So Hot then So Cold
He was positively smoking. To say he was cute insulted cute by miles. His voice was just deep enough to go right to my clitoris without passing go and collecting a hundred dollars. It was if he had 'one night stand' written on his forehead in lipstick, my shade. His jokes were off color enough to keep my mind on sex, but sweet enough to make me smile and feel self-conscious about being such a slut.
I wanted to cuddle him the first time I saw him, to mother him but lose my self control willingly. His eyes had a twinkle that made my pussy wet, and his bawdy gaze made it twitch and tingle. From the first time our hands brushed skin to skin I wanted the rest of his against me. His manliness forged an orgasm to begin its effort to occur.
We shared a Sundae and a spoon. Our lips touched the same spoon and were heated by the process. I laughed at his wit and ignored the foolish quips, hoping he felt my willingness. I wanted him inside me and looked forward to the second he penetrated my defenses. I swooned like a cheerleader and blushed when appropriate. I left all self respect at the Starbucks and giggled at his jokes, hoping I'd won a place in his bed.
I followed him home and my heart beat increased the closer we got to his bed. I had known where the evening would end from the first smile he shyly granted me in the Starbucks where we sipped our large Lattes and made small talk about our dull days and lonely nights made me continue. I kept telling myself I never do this, and knowing it was true but not caring or wanting to stop myself.

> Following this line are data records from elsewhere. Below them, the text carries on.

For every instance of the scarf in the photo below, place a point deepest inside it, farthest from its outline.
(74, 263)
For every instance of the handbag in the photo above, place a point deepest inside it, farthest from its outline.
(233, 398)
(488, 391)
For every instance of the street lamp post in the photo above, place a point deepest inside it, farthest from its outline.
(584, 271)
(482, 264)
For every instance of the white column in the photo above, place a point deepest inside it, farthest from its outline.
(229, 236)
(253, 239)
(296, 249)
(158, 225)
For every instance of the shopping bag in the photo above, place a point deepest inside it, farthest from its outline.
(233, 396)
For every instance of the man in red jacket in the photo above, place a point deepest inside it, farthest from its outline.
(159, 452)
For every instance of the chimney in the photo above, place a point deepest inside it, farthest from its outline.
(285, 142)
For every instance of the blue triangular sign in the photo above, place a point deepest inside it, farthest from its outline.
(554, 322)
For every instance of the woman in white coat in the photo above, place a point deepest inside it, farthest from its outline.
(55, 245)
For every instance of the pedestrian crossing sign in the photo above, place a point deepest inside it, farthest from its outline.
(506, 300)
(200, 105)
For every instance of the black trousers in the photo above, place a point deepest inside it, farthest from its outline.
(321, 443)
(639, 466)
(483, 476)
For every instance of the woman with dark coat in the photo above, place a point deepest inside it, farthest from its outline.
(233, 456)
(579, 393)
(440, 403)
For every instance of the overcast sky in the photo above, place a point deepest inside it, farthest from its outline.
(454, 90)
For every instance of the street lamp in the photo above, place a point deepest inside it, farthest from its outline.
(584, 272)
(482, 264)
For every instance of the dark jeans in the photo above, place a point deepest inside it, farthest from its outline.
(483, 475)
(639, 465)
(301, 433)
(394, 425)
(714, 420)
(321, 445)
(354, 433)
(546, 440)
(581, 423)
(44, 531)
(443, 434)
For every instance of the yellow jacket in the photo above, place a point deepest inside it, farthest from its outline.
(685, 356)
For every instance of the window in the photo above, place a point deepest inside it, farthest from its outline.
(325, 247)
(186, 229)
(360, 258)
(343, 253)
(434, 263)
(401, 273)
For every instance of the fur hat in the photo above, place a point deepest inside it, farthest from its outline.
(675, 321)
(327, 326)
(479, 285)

At the first stop I kept laughing at his jokes and not caring how giddy I sounded or how vulnerable I had become. At the second shop, the pastry shop, I ate my half of the custard and laughed at the dab on his cheek. When he offered me the rest of his churro I ate it out of his hand and didn't care that my lips brushed his finger and my pussy twitched.
At his hotel I followed him up the stairs like a puppy in heat and stood waiting for him to find his keys and shivered like a sixteen year old on a date with the quarterback. As he undressed me I stood still and let him remove my clothes and silently begged him to hurry, holding my arms out to display myself to him.
When he put me in his bed I gazed at his nakedness and savored the sight of the rigid rod that extended from his body like a spear. I wanted it in me as quickly as possible. "Oh don't linger," I pleaded. "Get in me."
I had never wanted anything so much or so quickly, and I looked up at the ceiling and waited to be romanced by his masculinity and firmness and expertise in fornication. "Fuck me, please," I begged aloud, expecting the orgasm of a lifetime.